Tidak lama kemudian mereka berdua pergi dan sepanjang perjalanan tidak hentinya mereka becanda, terkadang terdengar suara gelak tawa mereka memecah kebisingan suara kendaraan yang mereka lewati.
"Apa ini Tokonya, Kiara?!" Tunjuk Silvi ke arah toko.
"Iya, ayo masuk!" Ajak Kiara.
Di dalam toko nampak seorang Ibu paruh baya menyambut kedatangan Kiara.
"Eh,, Nona Kiara makin cantik saja. Lama tidak pernah ke sini dan dengan siapa ini?" sapanya ramah.
"Teman Sekolah Bu, namanya Silvi."
"Kalian gadis muda yang cantik-cantik," puji pemilik toko tersenyum. "Mau beli bahan kue, Nona Kiara?"
"Hanya tepung terigu saja Bu, bahan-bahan kue yang lain masih ada," jawab Kiara tersenyum.
"Tunggu sebentar Ibu ambilkan ke belakang."
Setelah urusan membeli tepung selesai, Kiara dan Silvi segera ke luar dari dalam Toko.
"Kita jalan-jalan sebentar Kiara," ajak Silvi begitu ke luar dari toko. "Mumpung kita lagi di luar."
"Ke mana?"
"Bagaimana kalau kita melihat-lihat baju saja di pertokoan?" usul Silvi.
"Ih, buat apa hanya melihat-lihat saja?!" Ucap Kiara. "Malu!!"
"Tidak apa-apa! Aku hanya ingin tahu saja, baju seperti apa yang lagi ngetrend sekarang? Ayo!!" Silvi menarik tangan Kiara untuk jalan.
Mau tidak mau, Kiara mengikuti kemauan sahabatnya.
"Kita jangan masuk Silvi! Nanti kita diusir penjaga. Lihatlah penjaga itu mukanya sangat menyeramkan!!" Bisik Kiara.
"Tapi di dalam bajunya bagus-bagus!" Protes Silvi ingin masuk.
"Tapi aku tidak mau masuk! Aku juga lelah dari tadi jalan kaki," jawab Kiara.
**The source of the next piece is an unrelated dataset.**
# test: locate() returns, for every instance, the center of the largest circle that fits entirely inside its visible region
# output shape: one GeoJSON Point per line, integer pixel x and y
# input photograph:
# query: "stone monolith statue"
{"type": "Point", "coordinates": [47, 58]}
Selagi mereka berdiri di depan Butik, tiba-tiba pintu Butik terbuka lebar dibuka seseorang dari dalam. Pria berwajah tampan dengan hidung mancung, bibir tipis berisi, rambut hitam yang disisir rapi ke belakang, berjalan ke luar dari dalam Butik.
Silvi melihat pria tersebut hanya diam terpaku, merasa takjub dengan ciptaan Tuhan yang sempurna. Pria tersebut berjalan dengan santainya melewati Kiara. Kedua bola mata mereka bertemu, beberapa detik lamanya pria tersebut memandang wajah Kiara.
"Mata yang sangat indah," gumamnya dalam hati tanpa dia sadari.